For Oracle Linux i get:


cd /proc/fs/ext4/sda3
cat options
rw
mblk_io_submit
delalloc
barrier
user_xattr
acl
resuid=0
resgid=0
errors=continue
commit=5
min_batch_time=0
max_batch_time=15000
stripe=0
data=ordered
inode_readahead_blks=32
init_itable=10
max_dir_size_kb=0

The only difference i see here is the use of the option mblk_io_submit i do not
see under OpenSuSE 13.1. I then changed the mount options of the filesystem in
question, under OpenSuSE it is /oracle, in the following way:


umount /oracle
mount -o acl,user_xattr,mblk_io_submit /oracle

I then checked the used options of the ext4:


cd /proc/fs/ext4/sdb4
cat options
rw
delalloc
barrier
user_xattr
acl
resuid=0
resgid=0
errors=continue
commit=5
min_batch_time=0
max_batch_time=15000
stripe=0
data=ordered
inode_readahead_blks=32
init_itable=10
max_dir_size_kb=0

The new option mblk_io_submit is not set. I checked then the kernel messages:


dmesg
...
 6888.112342] EXT4-fs (sdb4): Ignoring removed mblk_io_submit option
 6888.112355] EXT4-fs (sdb4): Ignoring removed mblk_io_submit option
 6888.121224] EXT4-fs (sdb4): mounted filesystem with ordered data mode. Opts: acl,user_xattr,mblk_io_submit,acl,user_xattr,mblk_io_submit

Could that explain the difference?

Regards,

Uwe

I forgot to list my laptop details:

Newest Alienare M17
8GB main memory
CPU: Intel(R) Core™ i7-4700MQ CPU @ 2.40GHz
2 Samsung SSD’s with 256GB: SAMSUNG SSD 830
No Raid configuration.
Internal Intel 4400 graphics card plus nvidia gtx 860M.
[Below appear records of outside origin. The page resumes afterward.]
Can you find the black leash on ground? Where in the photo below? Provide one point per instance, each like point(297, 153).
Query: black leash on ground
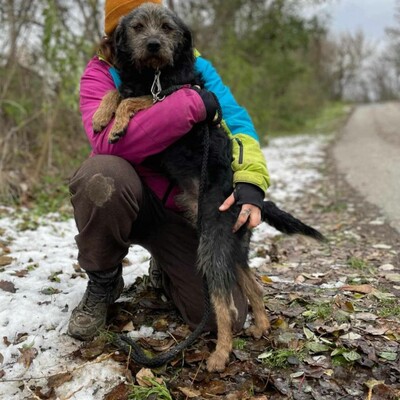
point(128, 345)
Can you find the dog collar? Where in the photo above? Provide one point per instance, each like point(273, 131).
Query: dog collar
point(116, 78)
point(156, 88)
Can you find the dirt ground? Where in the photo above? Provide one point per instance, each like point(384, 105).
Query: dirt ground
point(334, 308)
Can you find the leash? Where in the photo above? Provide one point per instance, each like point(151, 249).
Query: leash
point(122, 341)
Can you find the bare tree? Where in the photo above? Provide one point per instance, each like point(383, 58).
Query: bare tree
point(347, 58)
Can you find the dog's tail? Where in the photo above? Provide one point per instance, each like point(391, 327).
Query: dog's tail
point(286, 223)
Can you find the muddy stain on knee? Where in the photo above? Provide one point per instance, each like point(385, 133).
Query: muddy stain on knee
point(100, 189)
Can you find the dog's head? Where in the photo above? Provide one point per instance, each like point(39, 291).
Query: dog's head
point(152, 36)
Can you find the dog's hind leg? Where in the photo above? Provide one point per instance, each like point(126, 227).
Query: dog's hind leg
point(106, 110)
point(223, 312)
point(254, 294)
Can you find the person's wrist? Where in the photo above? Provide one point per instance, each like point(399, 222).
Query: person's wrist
point(209, 101)
point(247, 193)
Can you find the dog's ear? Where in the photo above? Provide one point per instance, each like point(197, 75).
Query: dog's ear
point(119, 36)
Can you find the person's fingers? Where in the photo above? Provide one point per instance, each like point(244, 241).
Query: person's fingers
point(242, 218)
point(255, 218)
point(249, 214)
point(230, 201)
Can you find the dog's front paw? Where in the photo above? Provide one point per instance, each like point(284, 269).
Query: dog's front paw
point(217, 361)
point(113, 137)
point(100, 121)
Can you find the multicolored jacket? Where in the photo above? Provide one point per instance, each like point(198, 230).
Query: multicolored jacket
point(153, 130)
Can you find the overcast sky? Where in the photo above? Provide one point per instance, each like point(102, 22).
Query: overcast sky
point(371, 16)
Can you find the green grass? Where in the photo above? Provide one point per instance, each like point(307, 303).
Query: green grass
point(389, 308)
point(327, 120)
point(154, 391)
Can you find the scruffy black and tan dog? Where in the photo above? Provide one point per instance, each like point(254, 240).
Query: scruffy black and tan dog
point(153, 50)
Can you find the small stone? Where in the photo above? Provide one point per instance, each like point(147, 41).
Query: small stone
point(382, 246)
point(377, 222)
point(386, 267)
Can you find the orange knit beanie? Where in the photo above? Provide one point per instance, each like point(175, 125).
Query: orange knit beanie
point(115, 9)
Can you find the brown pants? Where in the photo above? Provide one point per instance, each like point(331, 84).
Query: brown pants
point(113, 210)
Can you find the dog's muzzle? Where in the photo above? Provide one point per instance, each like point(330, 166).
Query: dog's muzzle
point(153, 46)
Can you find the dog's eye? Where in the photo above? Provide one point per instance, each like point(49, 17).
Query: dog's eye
point(138, 27)
point(166, 27)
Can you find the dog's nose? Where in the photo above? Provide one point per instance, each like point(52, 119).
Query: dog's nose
point(153, 45)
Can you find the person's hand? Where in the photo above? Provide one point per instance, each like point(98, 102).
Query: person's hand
point(210, 103)
point(251, 198)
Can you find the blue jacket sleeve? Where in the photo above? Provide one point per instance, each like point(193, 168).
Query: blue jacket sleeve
point(236, 117)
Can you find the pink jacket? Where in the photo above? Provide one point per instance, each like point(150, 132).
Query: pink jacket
point(149, 132)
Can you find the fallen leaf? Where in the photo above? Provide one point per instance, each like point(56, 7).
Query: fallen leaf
point(28, 354)
point(128, 327)
point(379, 331)
point(316, 347)
point(386, 267)
point(57, 380)
point(196, 356)
point(5, 260)
point(372, 383)
point(215, 388)
point(119, 392)
point(366, 316)
point(351, 336)
point(7, 286)
point(266, 279)
point(366, 289)
point(387, 355)
point(382, 246)
point(190, 392)
point(145, 376)
point(393, 277)
point(300, 279)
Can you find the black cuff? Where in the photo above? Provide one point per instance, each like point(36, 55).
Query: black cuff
point(246, 193)
point(210, 103)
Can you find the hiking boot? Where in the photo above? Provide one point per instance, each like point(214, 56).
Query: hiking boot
point(91, 313)
point(155, 275)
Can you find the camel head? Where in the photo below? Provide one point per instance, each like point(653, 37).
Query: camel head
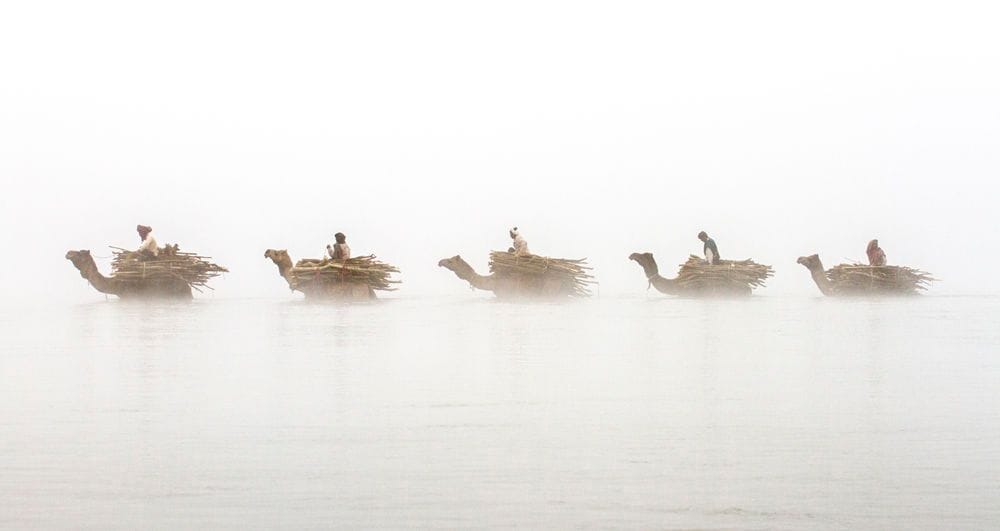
point(647, 262)
point(277, 255)
point(454, 263)
point(458, 266)
point(280, 258)
point(811, 262)
point(83, 261)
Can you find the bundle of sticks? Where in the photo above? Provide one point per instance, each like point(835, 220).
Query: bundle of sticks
point(865, 278)
point(574, 272)
point(170, 264)
point(362, 269)
point(697, 273)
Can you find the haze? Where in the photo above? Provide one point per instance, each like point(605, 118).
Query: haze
point(424, 130)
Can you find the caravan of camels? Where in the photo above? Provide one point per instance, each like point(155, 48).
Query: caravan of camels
point(515, 274)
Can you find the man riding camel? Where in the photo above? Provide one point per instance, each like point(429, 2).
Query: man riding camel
point(711, 250)
point(876, 256)
point(520, 245)
point(340, 250)
point(148, 248)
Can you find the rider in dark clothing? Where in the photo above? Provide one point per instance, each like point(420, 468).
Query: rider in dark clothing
point(711, 250)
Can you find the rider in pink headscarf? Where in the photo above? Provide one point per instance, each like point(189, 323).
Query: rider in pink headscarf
point(876, 256)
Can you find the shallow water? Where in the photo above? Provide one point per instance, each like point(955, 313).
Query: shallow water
point(645, 412)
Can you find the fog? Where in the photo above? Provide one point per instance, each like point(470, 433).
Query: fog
point(424, 130)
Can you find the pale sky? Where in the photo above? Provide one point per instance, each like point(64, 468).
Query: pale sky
point(427, 129)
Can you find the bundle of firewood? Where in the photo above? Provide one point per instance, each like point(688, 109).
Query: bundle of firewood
point(865, 278)
point(574, 272)
point(170, 264)
point(363, 269)
point(698, 274)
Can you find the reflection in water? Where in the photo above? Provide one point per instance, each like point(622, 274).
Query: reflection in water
point(640, 413)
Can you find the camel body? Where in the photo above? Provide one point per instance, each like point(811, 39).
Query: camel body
point(669, 286)
point(131, 289)
point(332, 291)
point(911, 281)
point(509, 286)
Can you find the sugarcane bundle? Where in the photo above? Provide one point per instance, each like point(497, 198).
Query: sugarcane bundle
point(890, 279)
point(363, 270)
point(171, 264)
point(574, 273)
point(698, 274)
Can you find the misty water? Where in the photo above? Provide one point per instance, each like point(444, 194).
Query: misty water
point(639, 412)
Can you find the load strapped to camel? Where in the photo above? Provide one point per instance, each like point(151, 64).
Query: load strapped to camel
point(574, 273)
point(697, 274)
point(362, 270)
point(170, 264)
point(862, 278)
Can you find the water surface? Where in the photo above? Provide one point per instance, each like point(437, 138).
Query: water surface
point(644, 412)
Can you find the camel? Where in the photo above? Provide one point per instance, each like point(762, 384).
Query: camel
point(670, 286)
point(342, 291)
point(858, 279)
point(509, 286)
point(150, 289)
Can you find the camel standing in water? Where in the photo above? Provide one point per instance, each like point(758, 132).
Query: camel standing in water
point(173, 288)
point(510, 286)
point(670, 286)
point(342, 291)
point(859, 279)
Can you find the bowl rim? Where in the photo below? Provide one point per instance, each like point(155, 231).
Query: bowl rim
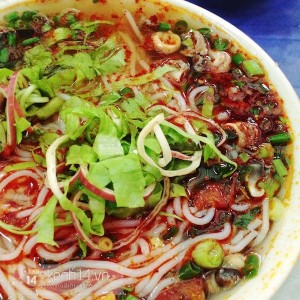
point(281, 255)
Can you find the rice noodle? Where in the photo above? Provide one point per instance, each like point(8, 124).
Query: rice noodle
point(192, 95)
point(23, 153)
point(139, 272)
point(40, 200)
point(164, 145)
point(51, 166)
point(177, 206)
point(121, 223)
point(83, 293)
point(31, 242)
point(265, 225)
point(134, 26)
point(148, 219)
point(171, 220)
point(161, 286)
point(243, 242)
point(46, 294)
point(181, 101)
point(17, 174)
point(211, 122)
point(197, 220)
point(28, 293)
point(159, 273)
point(142, 152)
point(7, 287)
point(241, 233)
point(141, 285)
point(15, 253)
point(144, 246)
point(56, 256)
point(240, 206)
point(132, 48)
point(106, 83)
point(115, 285)
point(157, 230)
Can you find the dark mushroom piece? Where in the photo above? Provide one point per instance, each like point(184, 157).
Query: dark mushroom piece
point(252, 179)
point(11, 48)
point(222, 279)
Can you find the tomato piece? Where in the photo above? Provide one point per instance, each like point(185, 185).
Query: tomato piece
point(188, 290)
point(212, 194)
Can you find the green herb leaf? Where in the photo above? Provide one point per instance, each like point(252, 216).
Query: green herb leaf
point(242, 221)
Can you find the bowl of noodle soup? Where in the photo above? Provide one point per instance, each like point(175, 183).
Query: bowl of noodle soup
point(148, 151)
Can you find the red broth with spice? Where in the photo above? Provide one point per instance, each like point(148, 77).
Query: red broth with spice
point(142, 157)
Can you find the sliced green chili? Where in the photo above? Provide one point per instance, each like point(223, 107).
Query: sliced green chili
point(28, 15)
point(280, 138)
point(12, 17)
point(251, 266)
point(180, 26)
point(280, 168)
point(238, 58)
point(252, 67)
point(4, 55)
point(30, 41)
point(12, 38)
point(46, 27)
point(172, 231)
point(164, 26)
point(221, 44)
point(189, 270)
point(205, 31)
point(125, 91)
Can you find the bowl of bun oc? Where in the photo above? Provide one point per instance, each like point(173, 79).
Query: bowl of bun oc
point(148, 150)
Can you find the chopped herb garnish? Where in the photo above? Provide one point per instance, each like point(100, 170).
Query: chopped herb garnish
point(242, 221)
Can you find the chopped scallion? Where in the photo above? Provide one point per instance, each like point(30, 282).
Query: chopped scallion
point(280, 168)
point(164, 26)
point(251, 266)
point(189, 271)
point(30, 41)
point(12, 17)
point(12, 38)
point(221, 44)
point(28, 15)
point(172, 231)
point(280, 138)
point(4, 55)
point(180, 26)
point(244, 156)
point(46, 27)
point(205, 31)
point(252, 67)
point(238, 58)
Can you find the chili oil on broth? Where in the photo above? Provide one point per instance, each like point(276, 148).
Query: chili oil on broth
point(166, 9)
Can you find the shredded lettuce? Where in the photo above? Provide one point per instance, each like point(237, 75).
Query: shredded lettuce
point(109, 58)
point(107, 143)
point(81, 62)
point(89, 27)
point(4, 75)
point(98, 175)
point(97, 207)
point(83, 154)
point(177, 190)
point(45, 223)
point(21, 125)
point(20, 166)
point(143, 79)
point(38, 56)
point(127, 179)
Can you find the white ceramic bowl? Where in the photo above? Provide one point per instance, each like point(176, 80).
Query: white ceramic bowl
point(280, 250)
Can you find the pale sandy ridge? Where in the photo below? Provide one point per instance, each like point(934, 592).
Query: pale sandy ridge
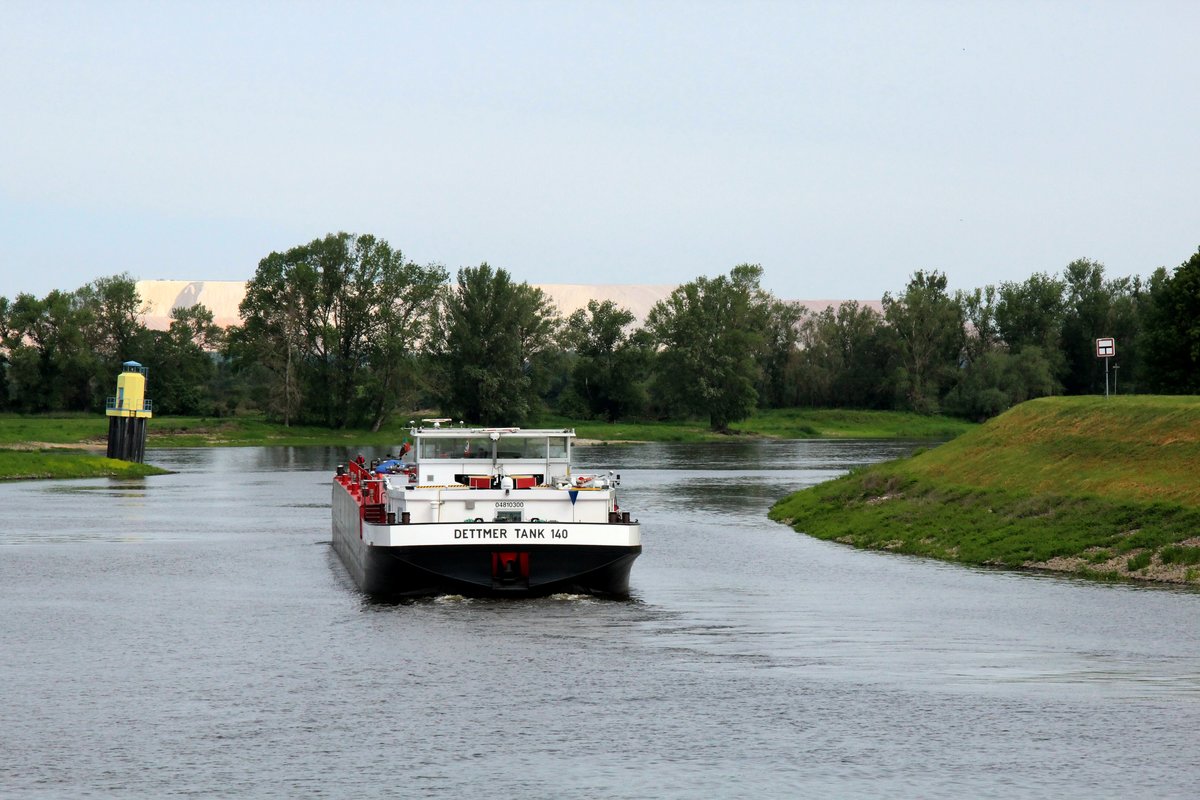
point(222, 298)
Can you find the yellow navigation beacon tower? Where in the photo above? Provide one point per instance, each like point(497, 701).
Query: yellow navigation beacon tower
point(127, 414)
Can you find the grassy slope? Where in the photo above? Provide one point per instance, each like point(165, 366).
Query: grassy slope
point(1103, 488)
point(21, 464)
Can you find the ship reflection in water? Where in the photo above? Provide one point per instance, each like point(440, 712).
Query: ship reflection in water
point(196, 633)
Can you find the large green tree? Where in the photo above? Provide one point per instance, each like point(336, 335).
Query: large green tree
point(1170, 346)
point(711, 334)
point(495, 343)
point(843, 359)
point(324, 317)
point(52, 366)
point(181, 362)
point(611, 359)
point(928, 325)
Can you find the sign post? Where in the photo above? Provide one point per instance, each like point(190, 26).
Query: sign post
point(1105, 348)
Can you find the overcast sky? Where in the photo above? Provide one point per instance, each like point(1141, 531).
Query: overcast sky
point(841, 145)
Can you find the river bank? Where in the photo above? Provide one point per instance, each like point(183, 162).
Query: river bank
point(1101, 488)
point(84, 434)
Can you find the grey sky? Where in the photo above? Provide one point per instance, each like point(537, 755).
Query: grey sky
point(841, 145)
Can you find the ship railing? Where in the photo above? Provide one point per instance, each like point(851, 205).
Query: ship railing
point(111, 405)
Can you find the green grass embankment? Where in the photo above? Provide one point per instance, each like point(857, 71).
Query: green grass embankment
point(1103, 488)
point(779, 423)
point(24, 464)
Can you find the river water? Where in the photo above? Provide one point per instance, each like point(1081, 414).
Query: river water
point(192, 635)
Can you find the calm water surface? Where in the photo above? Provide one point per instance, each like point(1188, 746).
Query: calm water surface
point(192, 635)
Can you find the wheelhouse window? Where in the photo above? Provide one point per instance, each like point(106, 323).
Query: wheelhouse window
point(455, 447)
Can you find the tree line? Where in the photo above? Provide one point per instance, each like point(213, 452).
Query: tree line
point(346, 331)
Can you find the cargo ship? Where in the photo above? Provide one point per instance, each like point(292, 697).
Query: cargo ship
point(481, 511)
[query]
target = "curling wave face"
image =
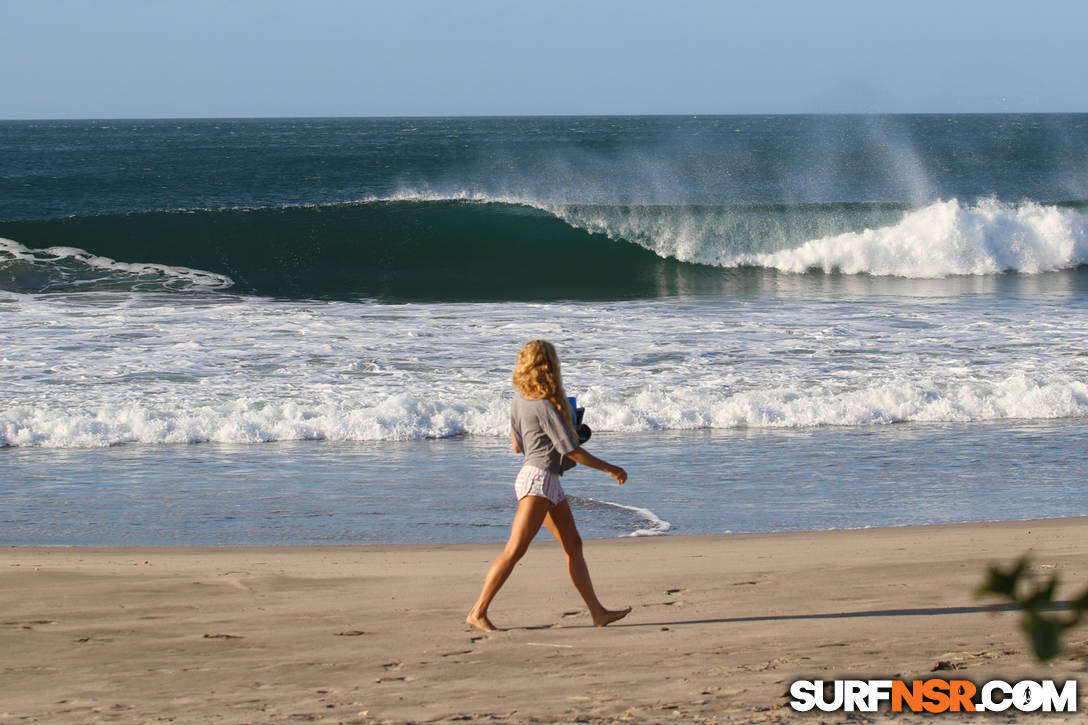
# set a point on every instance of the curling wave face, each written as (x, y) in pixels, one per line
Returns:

I made via Samsung Magician 4.1 some Performance Tests under Windows 7, which is using the same internal
disk as OpenSuSE 13.1. The sequentiell write performance is about 100MB and under OpenSuSE 13.1
i have around 94MB.

Conclusion: The slow performance is not OS related.

I have to talk with the Alienware Support, why even under Windows 7 the throughput is so slow. Thanks anyway.

Regards,

Uwe

mblk_io_submit could make a difference, if it works as advertised (multiple pages in one io request); especially for sequential io.
But there have been reports of data corruption issues with this option.
I tried to find out, if theses issues have been fixed, but did not find anything :frowning:

Hendrik